Table 1: PEA Results Summary

Notes:

• Unless otherwise noted in this news release, all currencies are reported in US dollars on a 100% basis
• Assumes a 15-month construction period as the basis for the internal rate of return and net present value calculations
• Assumed TC/RC terms and long-term, consensus metal price forecast have been provided by Micon.
• Capital cost estimates used for the PEA comprise budgetary quotes from vendors, historical pricing from comparable projects, and parametric calculations based on similar equipment and infrastructure. Estimates exclude planned exploratory underground development and infill drilling costs and other engineering study expenditures incurred
• C1 Cost is net of direct operating costs and royalties on a zinc-equivalent basis, forecast using activity-based cost estimation.
• There are no current mineral reserves, prefeasibility or feasibility study on the property that is affected by this PEA.

The economic analysis contained in this news release are preliminary in nature and includes Inferred Mineral Resources that are considered too speculative geologically to have the economic considerations applied to them that would enable them to be categorized as Mineral Reserves. There is no certainty that the PEA will be realized. Mineral Resources that are not Mineral Reserves do not have demonstrated economic viability.

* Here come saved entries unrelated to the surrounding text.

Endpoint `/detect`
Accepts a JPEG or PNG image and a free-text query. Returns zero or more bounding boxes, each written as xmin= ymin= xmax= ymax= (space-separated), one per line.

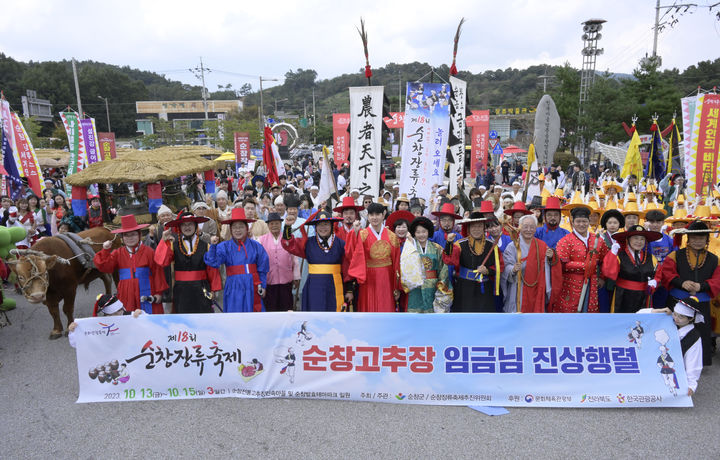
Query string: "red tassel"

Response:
xmin=650 ymin=123 xmax=658 ymax=132
xmin=450 ymin=62 xmax=458 ymax=76
xmin=365 ymin=65 xmax=372 ymax=78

President and CEO of Blue Moon, Christian Kargl-Simard stated:

“The positive results of the independent PEA support the significance of the Blue Moon deposit. The Project’s attractive economics compare well with other zinc development projects globally across valuation metrics, including cash cost, IRR and capital cost. The United States imports the majority of its required zinc, making the Project strategically significant for its trillion dollar bipartisan infrastructure bill. In addition, the current economics do not include any credits for germanium, gallium, aggregates, pyrite, barite and gypsum, all of which are recommended for future study analysis. Blue Moon plans to continue engineering and project development activities on its private land package to further advance the Project towards a future construction decision, with the next step being permitting an exploration ramp for infill and exploration drilling to support a feasibility study. Baseline environmental studies are underway to support the ramp development, with construction expected to start in 2026, subject to permitting.” 

PEA Contributors
The following companies have undertaken focused work programs since October 2024 that have been referenced in preparation of the PEA for Blue Moon:

• Micon – Lead author and independent Qualified Persons for underground mine design, mine plan, process plant design, infrastructure, environmental, permitting, cost estimate and financial modeling.
• Resource Development Associates – Geology & Mineral Resource estimate.

Mineral Resource Estimate

In conjunction with the PEA, the Company announced a Mineral Resource Estimate for the Project with an effective date of December 24, 2024. Mineral resources in this news release were estimated in accordance with the Canadian Institute on Mining, Metallurgy and Petroleum Definition Standards for Mineral Resources and Reserves, prepared by the CIM Standing Committee on Reserve Definitions and adopted by the CIM Council on May 14, 2014.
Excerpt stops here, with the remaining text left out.